Aparece Tonia. Parece que se ha propuesto hacerme perder los estribos.

— ¿Qué tal ha descansado? Vámonos — dice ella.

— ¿Adónde vamos? ¿Por qué vamos? — grito yo.

— ¿Cómo que dónde? ¿A qué hemos venido aquí?

Bueno, está bien. Hemos venido a buscar una persona con barba negra. Entendido… Pero ya es tarde y sería mejor empezar nuestras pesquisas mañana al amanecer. Por otra parte veo que es inútil protestar. Callo y me pongo mi gabardina, pero Tonia solícita me previene:

— Póngase el abrigo de pieles. No olvide que nos encontramos a algunos miles de metros de altura, y el sol ya se ha puesto.

Me pongo mi abrigo de pieles y salimos a la calle.

Aspiro el aire helado y siento que se me hace difícil respirar. Tonia se da cuenta como «bostezo», y dice:

— Usted no está acostumbrado al aire enrarecido de estas alturas. No es nada, pronto pasará.

— Es extraño que en el hotel no lo haya notado — digo asombrado.

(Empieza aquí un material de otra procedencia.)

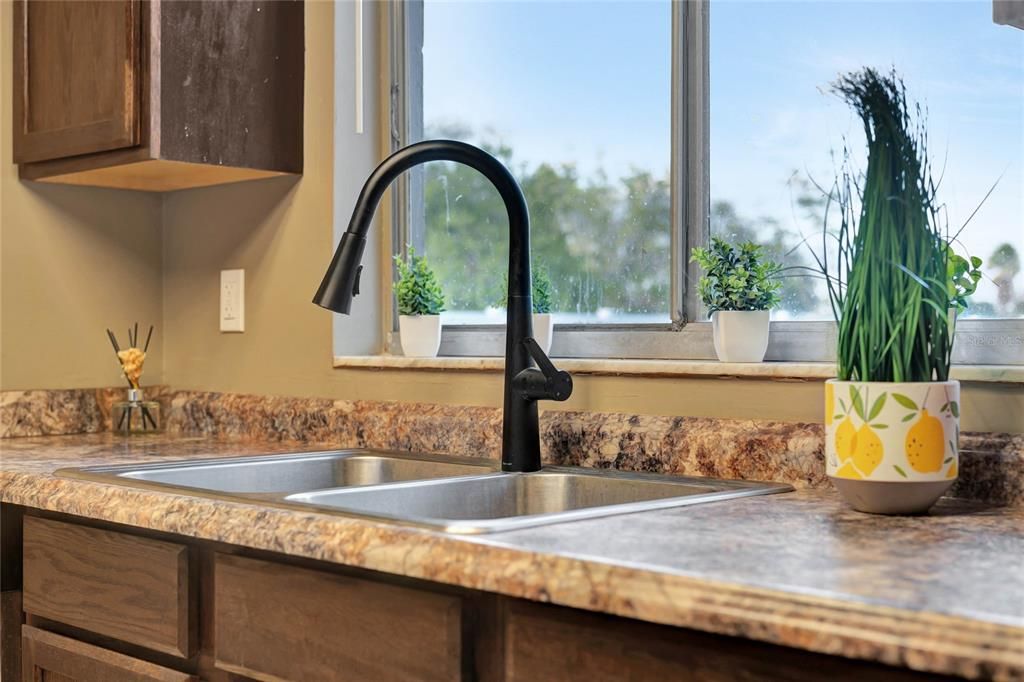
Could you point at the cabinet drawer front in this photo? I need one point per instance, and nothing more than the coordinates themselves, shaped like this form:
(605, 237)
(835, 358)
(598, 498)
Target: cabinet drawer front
(132, 589)
(51, 656)
(275, 622)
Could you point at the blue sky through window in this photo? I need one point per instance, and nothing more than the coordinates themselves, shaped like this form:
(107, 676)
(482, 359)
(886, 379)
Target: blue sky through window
(588, 83)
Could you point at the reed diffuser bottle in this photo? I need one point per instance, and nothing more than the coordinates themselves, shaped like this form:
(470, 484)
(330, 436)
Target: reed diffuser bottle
(134, 415)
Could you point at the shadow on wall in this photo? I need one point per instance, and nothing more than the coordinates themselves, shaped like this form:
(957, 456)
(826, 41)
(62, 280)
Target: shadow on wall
(103, 212)
(232, 225)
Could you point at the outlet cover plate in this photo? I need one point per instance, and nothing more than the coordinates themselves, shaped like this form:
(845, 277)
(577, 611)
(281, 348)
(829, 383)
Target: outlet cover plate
(232, 300)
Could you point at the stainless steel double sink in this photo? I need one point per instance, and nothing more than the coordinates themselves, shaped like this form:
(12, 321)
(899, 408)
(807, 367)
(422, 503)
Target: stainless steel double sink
(456, 495)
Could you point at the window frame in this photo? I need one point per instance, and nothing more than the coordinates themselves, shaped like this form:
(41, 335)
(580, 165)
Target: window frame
(688, 334)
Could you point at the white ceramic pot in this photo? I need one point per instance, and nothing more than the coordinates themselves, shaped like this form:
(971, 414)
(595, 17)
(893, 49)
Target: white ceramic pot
(544, 330)
(421, 335)
(740, 336)
(892, 448)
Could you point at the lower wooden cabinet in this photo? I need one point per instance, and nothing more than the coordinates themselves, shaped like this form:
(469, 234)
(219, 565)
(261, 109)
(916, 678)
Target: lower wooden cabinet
(104, 604)
(283, 623)
(50, 657)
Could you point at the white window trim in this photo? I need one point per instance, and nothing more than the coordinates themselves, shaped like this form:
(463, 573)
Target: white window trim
(687, 336)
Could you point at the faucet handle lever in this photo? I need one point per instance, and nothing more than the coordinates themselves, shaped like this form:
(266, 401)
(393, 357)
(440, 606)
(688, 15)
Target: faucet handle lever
(541, 357)
(546, 383)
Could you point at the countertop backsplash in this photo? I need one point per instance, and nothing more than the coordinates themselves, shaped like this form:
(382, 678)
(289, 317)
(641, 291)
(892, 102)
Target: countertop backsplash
(991, 464)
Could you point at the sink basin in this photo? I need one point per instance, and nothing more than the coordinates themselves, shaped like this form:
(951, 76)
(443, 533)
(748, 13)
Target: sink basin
(507, 501)
(271, 475)
(456, 495)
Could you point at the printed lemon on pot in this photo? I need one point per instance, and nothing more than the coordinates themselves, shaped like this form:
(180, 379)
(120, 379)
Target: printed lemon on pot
(926, 443)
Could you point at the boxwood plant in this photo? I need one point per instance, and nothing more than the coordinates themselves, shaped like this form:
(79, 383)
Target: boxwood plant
(736, 278)
(418, 291)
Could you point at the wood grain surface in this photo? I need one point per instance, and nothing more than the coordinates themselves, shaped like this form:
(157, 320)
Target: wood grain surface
(132, 589)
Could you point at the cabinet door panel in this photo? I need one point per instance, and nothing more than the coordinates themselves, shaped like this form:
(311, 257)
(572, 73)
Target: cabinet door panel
(274, 622)
(122, 586)
(76, 77)
(51, 657)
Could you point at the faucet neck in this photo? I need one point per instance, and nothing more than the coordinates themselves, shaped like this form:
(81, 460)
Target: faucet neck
(523, 382)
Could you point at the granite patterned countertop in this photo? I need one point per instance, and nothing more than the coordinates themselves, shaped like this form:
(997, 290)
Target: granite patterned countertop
(942, 593)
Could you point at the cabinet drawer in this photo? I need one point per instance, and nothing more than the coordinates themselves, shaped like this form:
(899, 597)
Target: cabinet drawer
(132, 589)
(550, 643)
(49, 656)
(276, 622)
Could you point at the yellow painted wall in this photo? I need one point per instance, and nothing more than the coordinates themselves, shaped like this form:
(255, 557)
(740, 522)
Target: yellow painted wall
(73, 260)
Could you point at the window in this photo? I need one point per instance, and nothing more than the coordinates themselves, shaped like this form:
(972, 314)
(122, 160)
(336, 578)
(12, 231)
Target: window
(774, 124)
(639, 128)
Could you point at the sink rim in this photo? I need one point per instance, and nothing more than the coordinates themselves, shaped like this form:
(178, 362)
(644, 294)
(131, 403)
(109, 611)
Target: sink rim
(719, 488)
(118, 474)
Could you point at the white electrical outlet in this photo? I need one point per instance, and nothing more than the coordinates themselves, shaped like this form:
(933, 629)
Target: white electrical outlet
(232, 300)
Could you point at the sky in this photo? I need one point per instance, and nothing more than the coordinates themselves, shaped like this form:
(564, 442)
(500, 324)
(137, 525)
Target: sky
(588, 83)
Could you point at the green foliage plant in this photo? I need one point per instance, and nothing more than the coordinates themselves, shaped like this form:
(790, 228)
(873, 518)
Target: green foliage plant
(542, 291)
(736, 278)
(418, 290)
(890, 294)
(963, 275)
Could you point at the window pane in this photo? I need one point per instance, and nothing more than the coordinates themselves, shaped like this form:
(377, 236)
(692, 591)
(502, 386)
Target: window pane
(574, 97)
(774, 125)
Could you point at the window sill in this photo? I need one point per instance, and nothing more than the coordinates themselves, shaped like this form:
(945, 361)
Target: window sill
(655, 368)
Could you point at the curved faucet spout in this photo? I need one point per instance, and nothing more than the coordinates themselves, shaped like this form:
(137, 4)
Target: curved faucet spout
(520, 432)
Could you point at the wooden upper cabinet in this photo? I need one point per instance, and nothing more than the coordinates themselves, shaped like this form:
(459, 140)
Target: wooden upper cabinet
(79, 93)
(158, 95)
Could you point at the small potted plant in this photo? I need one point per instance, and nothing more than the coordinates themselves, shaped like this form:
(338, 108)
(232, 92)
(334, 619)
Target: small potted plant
(739, 287)
(420, 303)
(963, 275)
(544, 324)
(892, 416)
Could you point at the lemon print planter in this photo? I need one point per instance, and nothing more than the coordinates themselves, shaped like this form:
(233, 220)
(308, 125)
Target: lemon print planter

— Es que en el hotel el aire es más denso, hay compresores — me dice Tonia—. No todo el mundo está acostumbrado al aire de las montañas. Algunos ni tan sólo salen a la calle y con ellos se efectúan las consultas en casa.

— ¡Qué lástima que este privilegio no lo tengan los especialistas en búsquedas de barbas negras! — repuse yo tristemente.

Íbamos por las calles de esta ciudad limpia y bien iluminada. Aquí estaba el pavimento más liso y más fuerte del mundo: de granito natural, nivelado y pulido. Un pavimento monolítico.

Frecuentemente nos encontrábamos con barbas negras; por lo visto, entre los habitantes había muchos meridionales.

Tonia cada minuto me tiraba de la manga y me preguntaba:

— ¿No es él?

Yo sombríamente meneaba la cabeza. Sin darnos cuenta llegamos a orillas del lago.

De pronto oímos el aullar de una sirena. El eco repercutió en las cumbres, y las encolerizadas montañas respondieron con melancólico sonido. Resultó un concierto que helaba el alma.

En las orillas del lago se encendieron luminosos faroles y el lago se iluminó como un espejo en un marco de diamantes. Seguidamente se encendieron decenas de potentes proyectores que dirigían sus rayos azules hacia el espejado cielo vespertino. La sirena se calló. Cesó su eco en las montañas. Pero la ciudad despertó.

En el lago, cerca de sus orillas, empezaron a correr rápidas canoas y botes. Una masa de gente afluía hacia el lago.